Les avantages de la Régression Logistique incluent sa simplicité de mise en œuvre, son efficacité calculatoire, même sur de grands jeux de données, et surtout son interprétabilité. La capacité à obtenir non seulement une classification mais aussi une probabilité associée est très utile pour la prise de décision et l’évaluation du risque. Elle ne requiert pas d’hypothèses fortes comme la normalité des erreurs ou l’homoscédasticité, contrairement à la régression linéaire. Elle est également robuste aux petites violations de ses hypothèses et peut être améliorée par la régularisation.

Cependant, la Régression Logistique présente aussi des inconvénients et des limitations. Son hypothèse fondamentale d’une relation linéaire entre les prédicteurs et le logit de la variable dépendante peut être restrictive ; si la frontière de décision réelle entre les classes est fortement non linéaire, le modèle peut avoir de faibles performances.
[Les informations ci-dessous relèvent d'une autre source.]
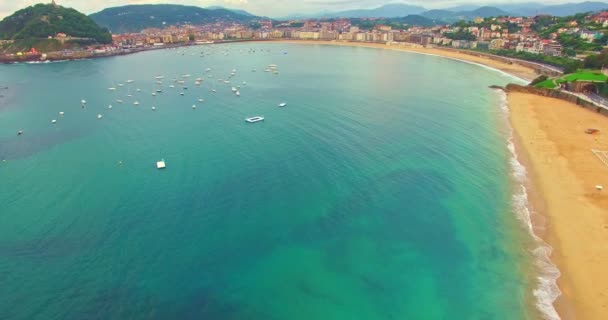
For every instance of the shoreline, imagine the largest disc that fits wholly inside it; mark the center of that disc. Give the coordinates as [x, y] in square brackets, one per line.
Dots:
[541, 204]
[562, 173]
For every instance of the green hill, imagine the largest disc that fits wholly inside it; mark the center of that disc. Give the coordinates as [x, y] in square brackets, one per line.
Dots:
[43, 20]
[134, 18]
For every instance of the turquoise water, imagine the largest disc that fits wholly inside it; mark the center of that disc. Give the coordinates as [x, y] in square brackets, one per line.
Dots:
[382, 191]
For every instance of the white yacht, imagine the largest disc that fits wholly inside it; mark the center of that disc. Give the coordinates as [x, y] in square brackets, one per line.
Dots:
[254, 119]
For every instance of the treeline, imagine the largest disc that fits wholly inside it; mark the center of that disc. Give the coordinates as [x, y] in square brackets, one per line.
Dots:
[42, 21]
[568, 65]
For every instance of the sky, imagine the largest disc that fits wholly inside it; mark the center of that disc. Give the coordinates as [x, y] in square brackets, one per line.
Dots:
[271, 8]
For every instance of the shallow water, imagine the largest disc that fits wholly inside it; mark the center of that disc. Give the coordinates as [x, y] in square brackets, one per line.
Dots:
[381, 191]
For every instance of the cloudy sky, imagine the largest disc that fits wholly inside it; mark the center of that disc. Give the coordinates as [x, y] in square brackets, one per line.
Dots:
[273, 8]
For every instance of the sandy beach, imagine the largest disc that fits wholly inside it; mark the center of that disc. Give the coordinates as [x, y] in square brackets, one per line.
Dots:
[513, 69]
[564, 172]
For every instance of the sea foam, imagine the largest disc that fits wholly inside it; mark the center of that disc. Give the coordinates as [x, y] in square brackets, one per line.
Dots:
[546, 291]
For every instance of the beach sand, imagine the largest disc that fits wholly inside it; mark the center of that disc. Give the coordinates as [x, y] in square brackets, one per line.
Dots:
[513, 69]
[564, 172]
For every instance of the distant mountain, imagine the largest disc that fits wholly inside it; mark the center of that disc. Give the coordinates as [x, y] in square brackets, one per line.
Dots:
[567, 9]
[134, 18]
[44, 20]
[386, 11]
[536, 8]
[452, 16]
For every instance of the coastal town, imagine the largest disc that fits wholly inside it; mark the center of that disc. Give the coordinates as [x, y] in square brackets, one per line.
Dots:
[544, 39]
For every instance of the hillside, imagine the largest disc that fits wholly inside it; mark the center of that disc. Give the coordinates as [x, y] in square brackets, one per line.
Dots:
[43, 20]
[134, 18]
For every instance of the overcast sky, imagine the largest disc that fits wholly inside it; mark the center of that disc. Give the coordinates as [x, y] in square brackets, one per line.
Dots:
[272, 8]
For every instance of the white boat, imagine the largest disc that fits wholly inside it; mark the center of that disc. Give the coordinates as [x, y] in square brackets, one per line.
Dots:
[254, 119]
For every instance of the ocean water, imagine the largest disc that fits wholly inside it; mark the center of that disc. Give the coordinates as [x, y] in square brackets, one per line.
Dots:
[383, 190]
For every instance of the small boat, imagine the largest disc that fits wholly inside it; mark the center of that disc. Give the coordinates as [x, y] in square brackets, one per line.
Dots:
[254, 119]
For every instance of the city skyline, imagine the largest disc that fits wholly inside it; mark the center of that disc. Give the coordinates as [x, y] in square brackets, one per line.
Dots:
[269, 8]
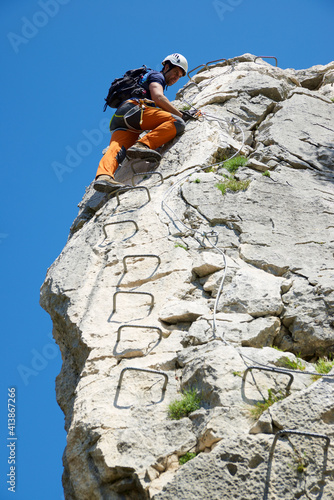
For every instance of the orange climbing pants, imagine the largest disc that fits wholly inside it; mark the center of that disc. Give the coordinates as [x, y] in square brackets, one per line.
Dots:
[163, 127]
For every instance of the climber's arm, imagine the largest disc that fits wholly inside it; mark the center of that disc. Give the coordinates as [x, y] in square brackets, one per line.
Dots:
[157, 95]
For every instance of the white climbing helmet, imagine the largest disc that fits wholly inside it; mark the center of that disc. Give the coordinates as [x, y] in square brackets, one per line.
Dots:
[178, 60]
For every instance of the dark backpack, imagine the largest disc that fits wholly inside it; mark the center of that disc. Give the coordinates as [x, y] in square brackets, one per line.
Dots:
[126, 87]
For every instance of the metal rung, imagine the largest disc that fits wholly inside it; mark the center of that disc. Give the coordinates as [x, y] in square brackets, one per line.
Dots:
[266, 57]
[138, 326]
[148, 173]
[140, 160]
[119, 222]
[205, 66]
[125, 190]
[133, 293]
[139, 255]
[272, 449]
[267, 369]
[143, 370]
[298, 433]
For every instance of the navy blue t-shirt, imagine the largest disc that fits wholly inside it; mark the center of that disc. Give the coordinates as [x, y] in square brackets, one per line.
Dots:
[150, 77]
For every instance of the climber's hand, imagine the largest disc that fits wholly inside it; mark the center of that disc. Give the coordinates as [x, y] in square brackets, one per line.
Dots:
[189, 115]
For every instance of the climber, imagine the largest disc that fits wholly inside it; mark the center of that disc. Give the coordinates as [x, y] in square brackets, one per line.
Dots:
[133, 116]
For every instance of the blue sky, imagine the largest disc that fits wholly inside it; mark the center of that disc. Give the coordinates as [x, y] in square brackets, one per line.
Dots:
[58, 58]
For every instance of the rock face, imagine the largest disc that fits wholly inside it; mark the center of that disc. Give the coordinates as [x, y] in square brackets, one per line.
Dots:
[173, 286]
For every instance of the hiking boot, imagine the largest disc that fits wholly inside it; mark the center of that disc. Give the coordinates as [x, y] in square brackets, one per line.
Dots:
[140, 150]
[107, 184]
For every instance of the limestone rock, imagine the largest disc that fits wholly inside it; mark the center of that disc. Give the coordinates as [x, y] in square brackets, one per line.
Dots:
[170, 286]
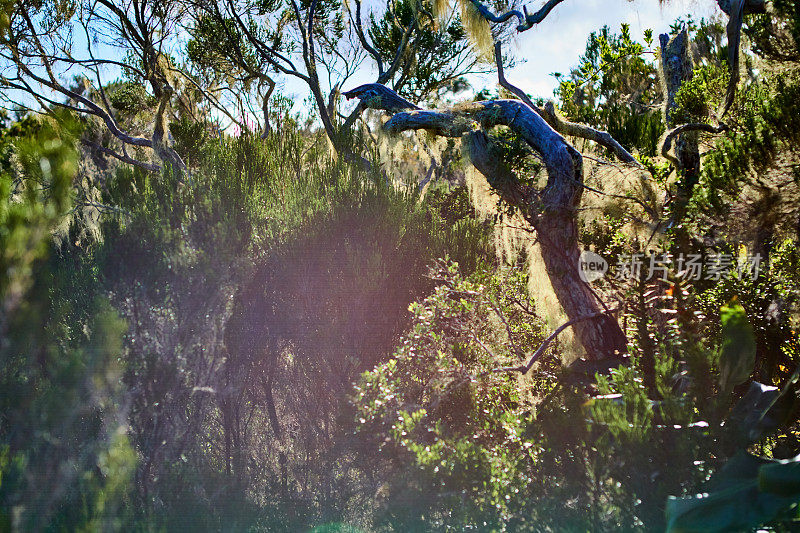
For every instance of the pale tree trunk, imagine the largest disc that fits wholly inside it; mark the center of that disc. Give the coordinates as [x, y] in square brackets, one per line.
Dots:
[552, 211]
[676, 68]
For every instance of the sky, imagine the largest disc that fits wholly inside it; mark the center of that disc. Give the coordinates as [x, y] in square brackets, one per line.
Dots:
[556, 44]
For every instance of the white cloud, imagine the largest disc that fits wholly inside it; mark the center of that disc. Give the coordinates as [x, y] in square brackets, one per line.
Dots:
[556, 44]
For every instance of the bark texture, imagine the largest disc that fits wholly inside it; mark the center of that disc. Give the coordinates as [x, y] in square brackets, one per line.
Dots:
[551, 211]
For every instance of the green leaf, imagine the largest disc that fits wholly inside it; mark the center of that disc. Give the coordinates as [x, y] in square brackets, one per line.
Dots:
[738, 354]
[733, 501]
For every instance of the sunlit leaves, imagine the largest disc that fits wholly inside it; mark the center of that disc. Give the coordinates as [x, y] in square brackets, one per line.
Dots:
[738, 353]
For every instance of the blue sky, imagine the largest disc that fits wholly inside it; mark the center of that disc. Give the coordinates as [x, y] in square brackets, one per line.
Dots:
[556, 44]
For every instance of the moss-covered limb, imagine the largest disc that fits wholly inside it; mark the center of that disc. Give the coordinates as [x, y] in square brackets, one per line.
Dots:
[561, 125]
[550, 211]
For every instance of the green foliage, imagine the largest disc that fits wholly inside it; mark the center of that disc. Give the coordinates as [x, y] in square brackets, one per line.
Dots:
[437, 404]
[767, 121]
[738, 355]
[32, 201]
[597, 91]
[65, 459]
[129, 97]
[696, 98]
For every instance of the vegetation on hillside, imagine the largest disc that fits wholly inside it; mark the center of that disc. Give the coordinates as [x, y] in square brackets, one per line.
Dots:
[220, 315]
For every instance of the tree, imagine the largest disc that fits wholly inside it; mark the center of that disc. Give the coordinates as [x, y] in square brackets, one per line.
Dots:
[551, 211]
[42, 63]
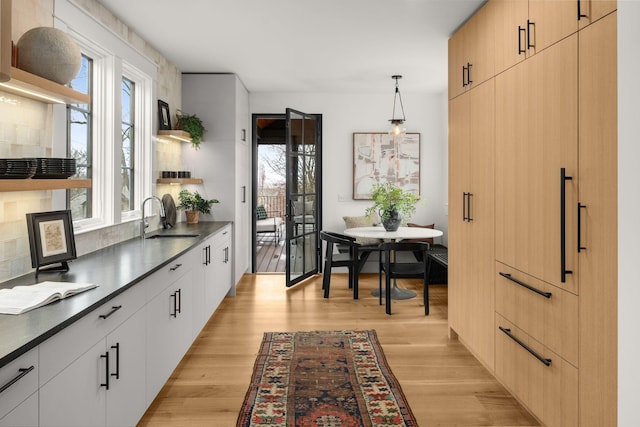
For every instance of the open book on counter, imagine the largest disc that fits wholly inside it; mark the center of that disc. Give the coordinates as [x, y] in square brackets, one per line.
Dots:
[20, 299]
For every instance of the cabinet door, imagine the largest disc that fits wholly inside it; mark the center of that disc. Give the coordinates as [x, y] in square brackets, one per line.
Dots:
[479, 283]
[126, 399]
[75, 397]
[169, 332]
[21, 379]
[24, 415]
[552, 20]
[536, 136]
[457, 225]
[480, 50]
[218, 282]
[598, 183]
[510, 14]
[592, 10]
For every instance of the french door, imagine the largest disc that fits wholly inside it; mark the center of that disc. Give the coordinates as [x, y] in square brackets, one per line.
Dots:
[303, 190]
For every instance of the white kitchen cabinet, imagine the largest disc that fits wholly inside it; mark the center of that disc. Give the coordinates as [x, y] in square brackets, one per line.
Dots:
[19, 383]
[212, 276]
[104, 386]
[169, 330]
[24, 415]
[223, 160]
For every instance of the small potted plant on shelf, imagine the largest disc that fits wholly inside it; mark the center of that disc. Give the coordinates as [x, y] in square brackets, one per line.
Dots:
[193, 204]
[394, 205]
[192, 124]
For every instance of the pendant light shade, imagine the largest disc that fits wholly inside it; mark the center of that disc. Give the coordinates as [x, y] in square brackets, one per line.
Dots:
[397, 124]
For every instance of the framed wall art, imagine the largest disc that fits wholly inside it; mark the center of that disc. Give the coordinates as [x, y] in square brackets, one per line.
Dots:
[379, 157]
[51, 240]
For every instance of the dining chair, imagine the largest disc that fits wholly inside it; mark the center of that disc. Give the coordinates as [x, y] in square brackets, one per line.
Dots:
[392, 268]
[353, 259]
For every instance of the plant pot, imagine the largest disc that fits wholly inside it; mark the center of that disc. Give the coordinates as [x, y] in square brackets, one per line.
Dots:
[192, 217]
[392, 222]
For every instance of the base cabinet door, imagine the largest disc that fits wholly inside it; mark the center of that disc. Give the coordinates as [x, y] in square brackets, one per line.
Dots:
[542, 380]
[126, 400]
[169, 332]
[24, 415]
[76, 397]
[18, 398]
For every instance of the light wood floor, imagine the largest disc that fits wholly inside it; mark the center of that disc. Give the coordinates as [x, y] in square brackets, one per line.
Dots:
[444, 384]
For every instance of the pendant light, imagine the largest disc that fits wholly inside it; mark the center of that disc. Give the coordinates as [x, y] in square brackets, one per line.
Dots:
[397, 128]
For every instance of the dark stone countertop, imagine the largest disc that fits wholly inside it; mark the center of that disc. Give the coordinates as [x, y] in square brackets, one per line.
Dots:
[114, 268]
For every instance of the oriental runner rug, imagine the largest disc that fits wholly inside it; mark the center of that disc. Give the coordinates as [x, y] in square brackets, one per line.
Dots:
[323, 379]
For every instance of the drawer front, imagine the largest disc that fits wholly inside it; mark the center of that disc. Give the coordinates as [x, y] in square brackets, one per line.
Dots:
[63, 348]
[18, 380]
[549, 392]
[551, 319]
[158, 281]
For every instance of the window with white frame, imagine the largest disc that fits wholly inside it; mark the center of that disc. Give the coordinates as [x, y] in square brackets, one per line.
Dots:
[111, 137]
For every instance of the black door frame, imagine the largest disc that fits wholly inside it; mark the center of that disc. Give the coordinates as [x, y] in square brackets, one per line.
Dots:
[254, 179]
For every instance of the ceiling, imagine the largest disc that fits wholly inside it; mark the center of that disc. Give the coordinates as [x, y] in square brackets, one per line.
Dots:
[304, 45]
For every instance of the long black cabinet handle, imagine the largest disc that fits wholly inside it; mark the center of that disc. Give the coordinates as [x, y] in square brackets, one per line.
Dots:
[106, 366]
[580, 207]
[117, 349]
[21, 373]
[547, 362]
[113, 310]
[464, 206]
[563, 226]
[580, 14]
[529, 26]
[175, 304]
[531, 288]
[520, 31]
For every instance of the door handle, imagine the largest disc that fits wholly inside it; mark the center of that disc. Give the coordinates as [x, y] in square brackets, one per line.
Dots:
[580, 207]
[563, 226]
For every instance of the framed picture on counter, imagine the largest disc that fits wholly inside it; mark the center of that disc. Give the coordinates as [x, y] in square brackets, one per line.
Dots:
[164, 118]
[51, 239]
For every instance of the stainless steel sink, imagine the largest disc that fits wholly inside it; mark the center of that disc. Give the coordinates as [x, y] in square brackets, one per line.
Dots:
[171, 236]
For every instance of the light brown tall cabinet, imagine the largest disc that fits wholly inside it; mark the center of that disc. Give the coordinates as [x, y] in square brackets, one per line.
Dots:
[534, 294]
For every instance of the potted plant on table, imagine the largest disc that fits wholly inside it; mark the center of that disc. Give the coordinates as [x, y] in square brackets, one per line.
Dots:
[394, 205]
[192, 124]
[193, 204]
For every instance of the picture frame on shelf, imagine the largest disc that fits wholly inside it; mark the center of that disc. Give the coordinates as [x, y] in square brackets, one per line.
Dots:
[164, 116]
[51, 240]
[379, 157]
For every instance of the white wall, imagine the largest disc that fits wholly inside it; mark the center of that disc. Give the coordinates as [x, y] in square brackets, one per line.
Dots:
[345, 113]
[628, 213]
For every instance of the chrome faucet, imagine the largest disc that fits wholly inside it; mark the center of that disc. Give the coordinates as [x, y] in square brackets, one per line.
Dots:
[143, 222]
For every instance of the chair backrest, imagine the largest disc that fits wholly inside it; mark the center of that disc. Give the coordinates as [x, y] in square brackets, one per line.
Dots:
[427, 240]
[337, 238]
[405, 246]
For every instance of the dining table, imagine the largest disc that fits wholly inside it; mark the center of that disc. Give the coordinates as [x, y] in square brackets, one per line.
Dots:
[402, 233]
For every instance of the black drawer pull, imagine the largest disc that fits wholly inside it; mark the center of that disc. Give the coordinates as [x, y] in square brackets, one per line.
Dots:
[113, 310]
[547, 362]
[117, 349]
[531, 288]
[106, 366]
[21, 373]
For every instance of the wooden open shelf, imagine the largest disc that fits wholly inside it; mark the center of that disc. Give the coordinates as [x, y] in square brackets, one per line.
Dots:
[179, 181]
[175, 134]
[42, 184]
[35, 87]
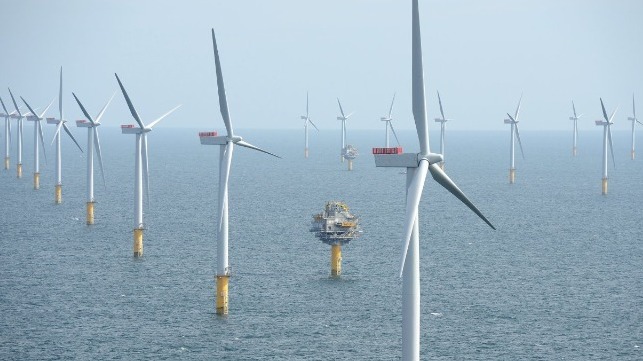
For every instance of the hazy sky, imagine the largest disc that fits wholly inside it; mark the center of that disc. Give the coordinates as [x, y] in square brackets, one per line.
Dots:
[480, 54]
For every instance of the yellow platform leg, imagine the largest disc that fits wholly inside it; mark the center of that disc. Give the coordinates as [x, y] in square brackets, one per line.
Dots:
[58, 196]
[604, 186]
[90, 213]
[138, 242]
[222, 294]
[336, 260]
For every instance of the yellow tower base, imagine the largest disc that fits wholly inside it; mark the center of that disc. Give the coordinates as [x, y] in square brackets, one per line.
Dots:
[222, 294]
[138, 242]
[90, 213]
[336, 260]
[58, 194]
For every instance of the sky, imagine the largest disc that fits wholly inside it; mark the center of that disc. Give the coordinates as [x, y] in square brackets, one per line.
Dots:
[480, 55]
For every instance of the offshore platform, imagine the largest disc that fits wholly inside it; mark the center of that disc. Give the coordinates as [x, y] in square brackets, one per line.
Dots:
[336, 226]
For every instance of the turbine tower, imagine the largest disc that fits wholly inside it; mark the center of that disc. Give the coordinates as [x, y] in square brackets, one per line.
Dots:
[442, 122]
[37, 138]
[607, 135]
[634, 121]
[307, 120]
[417, 166]
[388, 124]
[514, 131]
[140, 170]
[226, 145]
[343, 118]
[575, 119]
[7, 133]
[60, 124]
[92, 142]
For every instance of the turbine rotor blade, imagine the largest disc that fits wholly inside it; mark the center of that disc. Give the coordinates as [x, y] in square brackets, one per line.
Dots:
[413, 196]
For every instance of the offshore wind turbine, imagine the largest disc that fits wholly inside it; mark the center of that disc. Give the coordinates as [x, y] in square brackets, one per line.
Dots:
[514, 131]
[343, 118]
[417, 166]
[575, 119]
[442, 122]
[60, 124]
[37, 138]
[92, 142]
[607, 135]
[634, 120]
[226, 145]
[307, 120]
[141, 169]
[388, 124]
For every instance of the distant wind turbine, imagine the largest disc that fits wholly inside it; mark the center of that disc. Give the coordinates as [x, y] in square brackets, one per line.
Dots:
[307, 120]
[388, 124]
[607, 135]
[575, 119]
[60, 124]
[93, 142]
[343, 118]
[442, 122]
[226, 144]
[417, 166]
[634, 120]
[514, 131]
[37, 139]
[141, 169]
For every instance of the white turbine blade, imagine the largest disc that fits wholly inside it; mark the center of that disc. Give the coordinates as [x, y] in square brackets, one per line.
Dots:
[102, 111]
[418, 99]
[340, 108]
[146, 169]
[152, 124]
[72, 137]
[98, 153]
[129, 104]
[393, 130]
[248, 145]
[82, 108]
[223, 102]
[443, 179]
[57, 133]
[440, 102]
[413, 196]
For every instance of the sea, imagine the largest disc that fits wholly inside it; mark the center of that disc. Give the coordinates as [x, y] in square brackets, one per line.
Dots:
[560, 279]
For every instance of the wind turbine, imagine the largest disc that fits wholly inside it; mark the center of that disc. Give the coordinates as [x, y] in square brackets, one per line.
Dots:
[60, 124]
[514, 131]
[307, 120]
[607, 134]
[37, 138]
[634, 121]
[417, 166]
[442, 122]
[575, 119]
[7, 132]
[226, 144]
[92, 141]
[388, 124]
[343, 118]
[141, 170]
Elle peut être sensible aux valeurs aberrantes influentes. Elle suppose l’indépendance des observations, ce qui n’est pas toujours vérifié (par exemple, dans les données temporelles ou groupées). La multicolinéarité (forte corrélation entre les variables prédictives) peut poser des problèmes d’estimation et d’interprétation des coefficients, bien que la régularisation puisse atténuer ce problème. Enfin, elle nécessite un nombre suffisant d’observations par catégorie de la variable dépendante et par variable prédictive pour fournir des estimations stables et fiables.